Une petite commune plongée brutalement dans la guerre

Le 19 juin 1940, à l’aube, la Ligne de Démarcation est implantée à la hâte, coupant la France occupée par l’armée allemande de la « zone libre ». Vielmanay, comme une grande partie de la Nièvre, bascule dans la zone occupée. Pour les habitants – agriculteurs, artisans, familles enracinées depuis des générations –, la guerre devient une réalité concrète et angoissante. Les échos des combats de juin, la débâcle et l’afflux des réfugiés du nord de la France marquent le début de ce qui deviendra quatre années d’incertitude, de privations mais aussi d’adaptation et, parfois, de résistance discrète.

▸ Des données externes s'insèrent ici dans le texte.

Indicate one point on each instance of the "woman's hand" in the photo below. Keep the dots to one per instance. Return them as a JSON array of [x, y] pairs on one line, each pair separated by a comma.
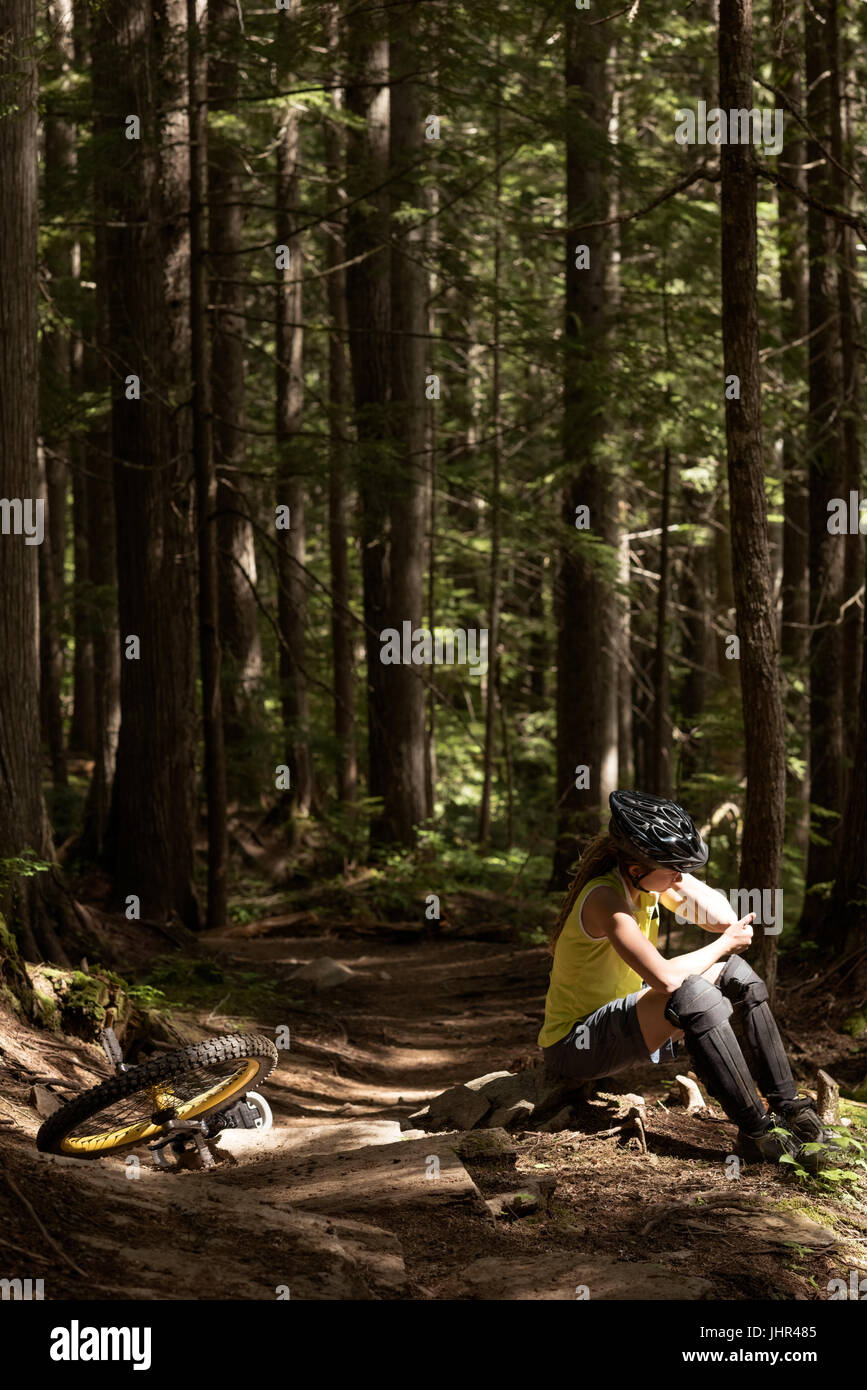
[[739, 934]]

La vie quotidienne sous l’Occupation : pénuries, réquisitions et rationnement

Dès l’été 1940, Vielmanay subit les mesures d’Occupation. Les denrées sont rationnées progressivement : pain, sucre, café disparaissent des tablées, il faut des tickets pour presque tout. La Nièvre, région agricole, donne l’illusion d’une relative abondance, mais les réquisitions agricoles frappent durement le village. Nourrir sa famille tout en livrant des quotas de blé et de bétail à l’occupant devient un casse-tête : chaque litre de lait ou sac de farine est compté. On échange œufs contre savon, pommes de terre contre tabac de contrebande venu de l’Allier, on troque, on bricole. Selon les archives préfectorales de la Nièvre (https://www.archives-nievre.fr/), entre 1941 et 1943, la commune doit envoyer annuellement près de 15 tonnes de blé et plusieurs dizaines de têtes de bétail. La mairie reçoit régulièrement des instructions pour « pousser à la production », quitte à menacer de sanctions fiscales ou de confiscations. Malgré la rigueur, l’entraide reste une force : des familles s’organisent pour cacher du beurre ou du lard, des enfants font la queue à la boulangerie dès l’aube, apportant leur propre farine lorsque le stock du meunier vient à manquer. Une anecdote recueillie dans les registres communaux relate qu’à Noël 1942, les institutrices du village cuposent des pâtisseries sans œufs ni beurre, échangeant des recettes « de fortune », histoire de garder un peu de gaieté.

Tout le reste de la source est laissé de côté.